Sunday, March 17, 2013

Hate Fact of the Week

People differ.  People differ as individuals and by race.  I know I repeat that a lot, but for every time I mention that people differ, a thousand idiots say that "people are the same all over," an assertion for which there is zero evidence.  The evidence is that human groups differ in intellect and temperament.  The evidence is so obvious that science never needed to discover it, but only to confirm it.  Belief in human equality, then, is anti-scientific and can be thought of as a religious position, not an objective one.

Some of the more sophisticated egalitarians will admit, when put on the spot, that the human races, when tested, do demonstrate significant variations in intellect and temperament, but quickly attribute those differences to environment.  It's popular, for example, to blame the average Black African 70 I. Q. to poor nutrition.  And that might even be a small part of the reason, because Black Africans who live outside have average I. Q's as high as 85. And of course there's the one-size-fits-all "racism" explanation, which explains everything, just like shouts of "heresy!" win arguments in religious matters.  I told you human equality was a matter of faith, not of fact.

Well, all right, let's suppose, despite everything, that environment does have a huge effect on intellect and temperament.  Let's get to people before the environment has had a chance to have an effect.  Let's  test newborn babies to see how they compare.  Well, that's already been done.  From Greg Cochran's blog:

Dan Freedman’s babies

Daniel Freedman was a professor of anthropology at the University of Chicago.  For his doctoral thesis, he did adoption studies with dogs.  He had noticed that different dog breeds had different personalities, and thought it would be interesting to see if personality was inborn, or if it was somehow caused by the way in which the mother raised her puppies.  Totally inborn.  Little beagles were irrepressibly friendly.  Shetland sheepdogs  were most sensitive to a loud voice or the slightest punishment. Wire-haired terriers were so tough and aggressive that Dan had to wear gloves when playing with puppies that were only three weeks old. Basenjis were aloof and independent.
He decided to try the same thing with human infants of different breeds.  Excuse me, different races. He looked at newborn babies in a hospital in San Francisco where his first child had been born. He compared Cantonese babies with babies of Northern European origin. The division of sexes was the same, the mothers were the same age, they had about the same number of previous children, and they had been administered the same drugs in the same amounts  during labor.
White babies started to cry more easily, and once they started, they were more difficult to console. Chinese babies adapted to almost any position in which they were placed; for example, when placed face down in their cribs, they tended to keep their faces buried in the sheets rather than immediately turning to one side, as the Caucasian babies did. They briefly pressed the baby’s nose with a cloth, forcing him to breath with his mouth. Most white (and black) babies fight this maneuver by immediately turning away or swiping at the cloth with their hands, and this is reported in Western pediatric textbooks as normal. While the average Chinese baby would simply lay on his back, breathing through the mouth, accepting the cloth without a fight.  There are movies of this: they are apparently quite striking, and should be on YouTube. I talked to a prof who showed these movies to students in a class at an Ivy league university: they really, really hated it.  They should emigrate to a different reality – one of those probability lines outside the Blight, full of butt-kicking pixies,  avuncular gay men, Melanesian super-hackers,  and female Fields medalists.  And unicorns.
Later, he looked at Navaho babies: they’re like Chinese, only more so.
Japanese babies are like Chinese, but less so: more irritable, but not as irritable as white kids.


  1. HBD - period.

    Denial of such is no different that arguing that Newton was wrong regarding gravity.

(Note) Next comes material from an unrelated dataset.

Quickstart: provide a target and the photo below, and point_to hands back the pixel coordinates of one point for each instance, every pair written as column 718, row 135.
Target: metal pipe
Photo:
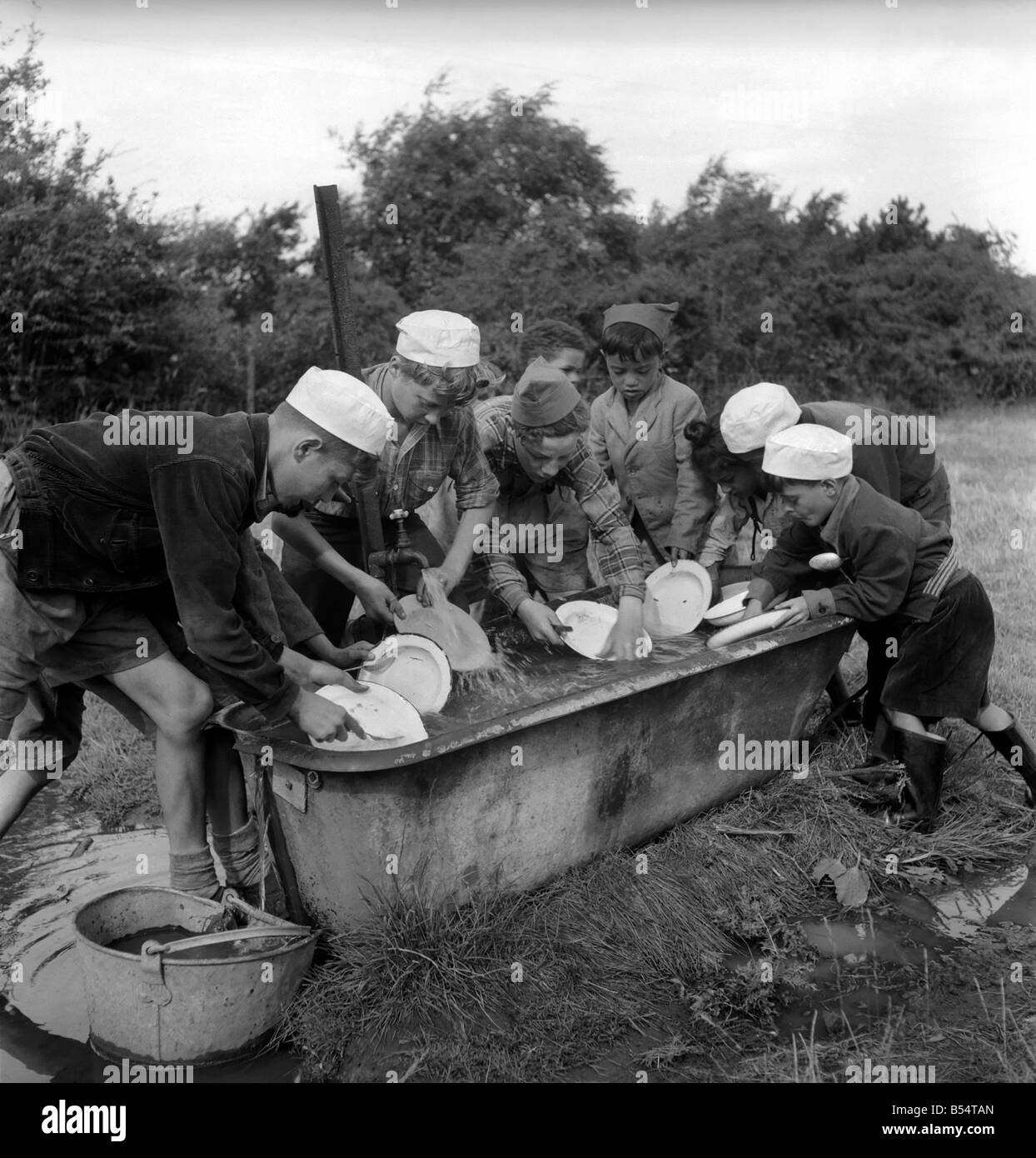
column 332, row 244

  2. The Blight? You mean the Vernor Vinge Blight? I always like Anderson's "Brainwave" myself.

    I read about the cloth experiment a few years ago.

    1. I figured he meant the Keith Laumer blight.

    2. I suppose all Blights are the same. It's not like Blight means anything good.

  3. interesting, but it still lacks some of the qualities of a true experiment, making it a quasi-experiment at best. What was the sample size? Were the nurses aware of the experiment or were they blinded? Were they all treated by the same group or nurses or were they located on different floors/areas. Also did the nurses treat all the babies the same or were there subtle differences, were they observed to make sure these confounding variables were taken into account? I'm not saying that the experiment was of no value, only to point out that not everything can be controlled for. Especially in an observation experiment such as this in the "real world" the opportunity for uncontrolled variable to skew the data is huge.
    Despite all that, the info presented is interesting if nothing else, although a longitudinal study would be preferred to see if these differences persist in noticeable ways or disappear entirely over time.